A magnum opus de um dos maiores gênios da humanidade é o retrato de uma mulher sorrindo. Dentro da enorme pirâmide de vidro francesa, Mona Lisa observa. Há para ela um aposento especial, o Salle des États, maior espaço do Louvre. E ali, olhos inquietos buscam diariamente na pintura qualquer pista sobre suas intenções. Mas ela nada nos revela. O sorriso de Mona Lisa diz, afinal, mais sobre a maneira como recebemos arte do que sobre a arte em si. E não seria a função da arte simplesmente ser?

Lisa Del Giocondo


Eternizada na provável pintura mais famosa do mundo, está Lisa Del Giocondo. A grande musa de Leonardo Da Vinci não era – por mais que seu retrato tenha sido historicamente digno da realeza — uma rainha, princesa, donzela ou herdeira de linhagem nobre. Na verdade, o retrato de Lisa foi uma encomenda de seu marido, Francesco Del Giocondo, um comerciante. Encomenda que Da Vinci nunca chegou a entregar, e segundo seus registros financeiros, talvez sequer tenha chegado a receber dinheiro para fazê-la.

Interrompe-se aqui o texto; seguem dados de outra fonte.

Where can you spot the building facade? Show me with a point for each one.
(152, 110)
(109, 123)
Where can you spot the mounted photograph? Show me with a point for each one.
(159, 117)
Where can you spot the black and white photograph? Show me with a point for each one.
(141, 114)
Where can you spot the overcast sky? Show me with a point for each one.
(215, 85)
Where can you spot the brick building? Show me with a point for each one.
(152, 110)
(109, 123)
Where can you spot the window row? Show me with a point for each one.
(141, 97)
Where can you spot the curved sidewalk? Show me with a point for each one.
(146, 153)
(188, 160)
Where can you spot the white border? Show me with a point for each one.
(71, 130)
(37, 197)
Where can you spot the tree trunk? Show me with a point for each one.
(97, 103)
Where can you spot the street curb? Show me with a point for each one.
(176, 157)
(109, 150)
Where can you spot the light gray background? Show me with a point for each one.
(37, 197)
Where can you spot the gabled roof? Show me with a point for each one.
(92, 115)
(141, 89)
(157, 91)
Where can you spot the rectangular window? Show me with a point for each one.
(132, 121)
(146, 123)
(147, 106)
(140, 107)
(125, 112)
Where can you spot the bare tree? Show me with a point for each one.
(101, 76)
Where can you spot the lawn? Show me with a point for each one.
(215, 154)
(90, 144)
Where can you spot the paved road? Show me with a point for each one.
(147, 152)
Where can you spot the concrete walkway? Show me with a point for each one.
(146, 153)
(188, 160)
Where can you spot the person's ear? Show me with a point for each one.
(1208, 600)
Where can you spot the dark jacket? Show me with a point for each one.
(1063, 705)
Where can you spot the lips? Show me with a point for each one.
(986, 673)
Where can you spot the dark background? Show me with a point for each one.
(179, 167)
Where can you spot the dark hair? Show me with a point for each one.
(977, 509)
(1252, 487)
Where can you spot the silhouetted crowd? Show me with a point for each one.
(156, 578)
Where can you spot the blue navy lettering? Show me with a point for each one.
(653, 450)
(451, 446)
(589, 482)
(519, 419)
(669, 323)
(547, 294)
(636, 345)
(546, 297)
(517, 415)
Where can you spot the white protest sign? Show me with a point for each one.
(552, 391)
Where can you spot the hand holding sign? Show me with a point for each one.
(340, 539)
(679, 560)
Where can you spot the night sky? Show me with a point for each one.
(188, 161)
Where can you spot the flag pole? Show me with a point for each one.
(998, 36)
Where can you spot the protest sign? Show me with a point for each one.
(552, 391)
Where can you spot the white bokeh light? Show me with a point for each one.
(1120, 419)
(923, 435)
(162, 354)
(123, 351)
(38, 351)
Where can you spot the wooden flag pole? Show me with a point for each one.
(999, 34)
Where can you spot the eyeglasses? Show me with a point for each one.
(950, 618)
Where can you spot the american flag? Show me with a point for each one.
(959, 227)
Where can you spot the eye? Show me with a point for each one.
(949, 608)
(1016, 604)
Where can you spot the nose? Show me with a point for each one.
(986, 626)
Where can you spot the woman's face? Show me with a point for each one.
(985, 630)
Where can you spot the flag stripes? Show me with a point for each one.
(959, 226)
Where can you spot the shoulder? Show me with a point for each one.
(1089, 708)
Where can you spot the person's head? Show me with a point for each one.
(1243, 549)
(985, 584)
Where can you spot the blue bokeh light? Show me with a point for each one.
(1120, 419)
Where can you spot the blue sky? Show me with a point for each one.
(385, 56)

A moça era a segunda esposa de Francesco e vinha de uma família simples de Florença. Del Giocondo enriqueceu com seus negócios, mas nunca chegou a ser um homem com grande status na comunidade.

Há especulações sobre o motivo que levou Da Vinci a aceitar a encomenda, uma vez que ele já era famoso na época e dificilmente terminava um de seus trabalhos. Como o visionário que foi, Da Vinci deve ter visto algo além de um mero rosto. E com sua visão de gênio criou, a partir de uma imagem comum, uma obra irretocável.

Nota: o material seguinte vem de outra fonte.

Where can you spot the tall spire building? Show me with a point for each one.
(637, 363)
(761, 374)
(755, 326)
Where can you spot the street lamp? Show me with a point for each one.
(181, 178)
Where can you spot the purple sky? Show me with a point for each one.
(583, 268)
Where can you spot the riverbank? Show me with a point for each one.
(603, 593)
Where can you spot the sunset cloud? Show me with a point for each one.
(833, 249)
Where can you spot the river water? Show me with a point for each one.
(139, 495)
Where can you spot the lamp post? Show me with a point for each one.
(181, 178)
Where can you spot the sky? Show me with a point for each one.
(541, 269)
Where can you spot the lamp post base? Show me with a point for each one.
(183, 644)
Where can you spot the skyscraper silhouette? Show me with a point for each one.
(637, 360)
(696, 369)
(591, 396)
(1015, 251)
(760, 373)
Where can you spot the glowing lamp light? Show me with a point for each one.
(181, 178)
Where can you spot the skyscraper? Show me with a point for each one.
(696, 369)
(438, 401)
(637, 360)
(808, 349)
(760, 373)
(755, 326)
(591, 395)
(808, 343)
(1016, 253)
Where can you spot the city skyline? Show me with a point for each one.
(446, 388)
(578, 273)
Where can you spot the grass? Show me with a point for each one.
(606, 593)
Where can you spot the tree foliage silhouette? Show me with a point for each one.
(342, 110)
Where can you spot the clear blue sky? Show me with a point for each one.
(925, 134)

Mas antes de tratar da aura misteriosa que se formou em torno da pintura ao decorrer dos séculos, é preciso falar da pintura em si. Também chamada de La Gioconda, ou em francês La Joconde, Mona Lisa é uma pintura que foi feita ao longo de mais de uma década (1503-1516) e há indícios de que ainda não estava finalizada quando Da Vinci morreu.

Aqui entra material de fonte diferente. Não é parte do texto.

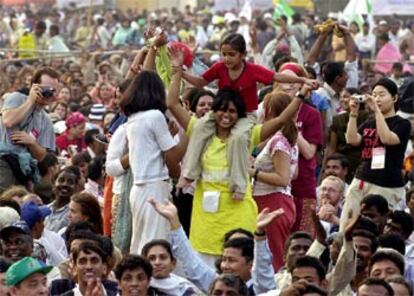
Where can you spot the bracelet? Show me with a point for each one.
(259, 233)
(256, 172)
(133, 70)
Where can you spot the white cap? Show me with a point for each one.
(8, 216)
(267, 15)
(230, 17)
(59, 127)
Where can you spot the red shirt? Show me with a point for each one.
(309, 123)
(246, 84)
(63, 142)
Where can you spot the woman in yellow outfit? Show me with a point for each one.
(214, 210)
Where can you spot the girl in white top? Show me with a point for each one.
(274, 168)
(159, 254)
(153, 154)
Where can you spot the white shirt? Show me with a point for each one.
(55, 247)
(116, 149)
(148, 137)
(365, 42)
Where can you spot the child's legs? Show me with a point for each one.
(356, 191)
(238, 152)
(203, 130)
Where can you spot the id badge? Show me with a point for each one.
(378, 158)
(211, 201)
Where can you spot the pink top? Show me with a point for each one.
(264, 162)
(245, 84)
(309, 123)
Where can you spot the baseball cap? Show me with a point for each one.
(32, 213)
(19, 226)
(24, 268)
(7, 216)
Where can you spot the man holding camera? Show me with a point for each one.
(26, 127)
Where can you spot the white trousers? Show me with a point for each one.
(147, 224)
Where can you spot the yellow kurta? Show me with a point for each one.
(208, 229)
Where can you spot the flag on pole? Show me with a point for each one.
(282, 8)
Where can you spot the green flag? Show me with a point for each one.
(282, 8)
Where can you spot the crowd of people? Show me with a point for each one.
(205, 153)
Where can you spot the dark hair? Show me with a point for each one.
(397, 279)
(145, 92)
(244, 244)
(87, 248)
(236, 42)
(90, 136)
(95, 168)
(11, 204)
(368, 235)
(54, 30)
(4, 264)
(377, 201)
(392, 241)
(397, 66)
(340, 157)
(384, 37)
(40, 25)
(388, 84)
(132, 262)
(367, 224)
(378, 282)
(275, 103)
(75, 231)
(388, 254)
(73, 170)
(408, 195)
(124, 85)
(224, 97)
(309, 261)
(196, 97)
(311, 72)
(48, 161)
(230, 233)
(297, 235)
(352, 90)
(405, 220)
(313, 289)
(332, 71)
(90, 208)
(157, 242)
(44, 71)
(232, 281)
(80, 158)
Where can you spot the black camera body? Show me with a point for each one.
(48, 92)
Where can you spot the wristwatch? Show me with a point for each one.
(300, 96)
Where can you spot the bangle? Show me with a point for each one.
(259, 233)
(256, 172)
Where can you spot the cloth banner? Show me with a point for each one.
(390, 7)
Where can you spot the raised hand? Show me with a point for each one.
(176, 56)
(168, 210)
(160, 39)
(353, 106)
(312, 83)
(266, 217)
(350, 227)
(149, 33)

Nela, há uma mulher sentada cujo braço esquerdo se apoia suavemente no braço de uma cadeira. As mãos estão juntas, uma sobre a outra. Seu vestido é simples, mas há um trançado que desce até o decote e revela o busto discreta e delicadamente. Sua cabeça é coberta por um fino véu transparente, o qual é quase imperceptível. Seu rosto quase não possui sobrancelhas — embora haja registros escritos sobre elas, a curva acima dos olhos não apresenta quaisquer pelos.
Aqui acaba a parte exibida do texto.